Some HMOs, e.g. Blue Cross Blue Shield of Northern California, are working on ways of allowing patients to make appointments using their computers. The main advantage of computer based appointment making is the possibility that the patient can set and learn through the computer about the urgency of the visit and the self care steps that they can initiate. In one scheme (not yet implemented), patients make an appointment, then answer questions about their symptoms. The computer analyzes these responses and sends them to a clinician; who based on his/her first hand knowledge of the patient, will record a response to the patient. The response may include a recommendation to (1) by pass the provider and seek advice from a specialist, (2) seek immediate care, (3) seek care after completion of laboratory tests, (4) wait and see how the illness progresses. These types of triage decision making are the core advantage of how computer assisted appointment making may radically reduce the number of intermediary office visits and lead the patient to the appropriate and final level of care.
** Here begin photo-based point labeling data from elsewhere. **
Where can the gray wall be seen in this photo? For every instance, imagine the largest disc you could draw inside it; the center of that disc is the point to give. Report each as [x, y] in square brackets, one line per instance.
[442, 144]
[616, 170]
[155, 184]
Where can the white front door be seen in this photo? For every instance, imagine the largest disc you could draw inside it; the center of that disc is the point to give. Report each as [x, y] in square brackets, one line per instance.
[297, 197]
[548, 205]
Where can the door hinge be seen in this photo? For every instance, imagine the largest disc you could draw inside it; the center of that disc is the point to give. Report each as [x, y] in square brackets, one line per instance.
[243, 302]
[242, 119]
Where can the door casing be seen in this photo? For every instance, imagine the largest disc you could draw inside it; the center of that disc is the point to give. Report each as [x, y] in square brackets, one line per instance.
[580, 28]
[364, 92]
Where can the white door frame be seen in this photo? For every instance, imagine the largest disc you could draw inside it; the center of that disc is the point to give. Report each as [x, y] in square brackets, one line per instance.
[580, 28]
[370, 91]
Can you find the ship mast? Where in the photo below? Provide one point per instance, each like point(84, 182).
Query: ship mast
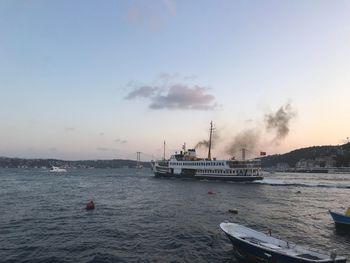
point(210, 135)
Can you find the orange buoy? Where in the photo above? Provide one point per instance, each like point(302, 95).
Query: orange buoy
point(90, 205)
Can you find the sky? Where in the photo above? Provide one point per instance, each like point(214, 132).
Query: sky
point(106, 79)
Taking of history and risk assessment.
Computers can be used to assess the patients before their office visits in order to alert the clinician about some underlying problems. Office visits provide a limited time for patient and clinician interaction. Computers can assist by gathering the necessary information ahead of time and alerting the physician to key findings in the patients' condition. In one study, patients were asked to call a computer and participate in risk assessment. The computer analyzed their responses, established whether they were suspect alcoholics, and sent the analysis to the patients' clinician. When patients came for visit, the clinicians reviewed the findings with them.

Home monitoring.
Computers can be used to monitor patients' health at set time intervals. For example, Visiting Nurse Association of Cleveland has designed a computer system that calls their patients with congestive heart failure and asks them a series of questions on a weekly interval to assess the need for out of plan visits to patients' homes. Patients answer the questions by pressing keys on their telephone pad or by recording their answers on the computer. If answers are recorded, the computer sends the recording to clinicians, who listen to and respond to the patients' responses.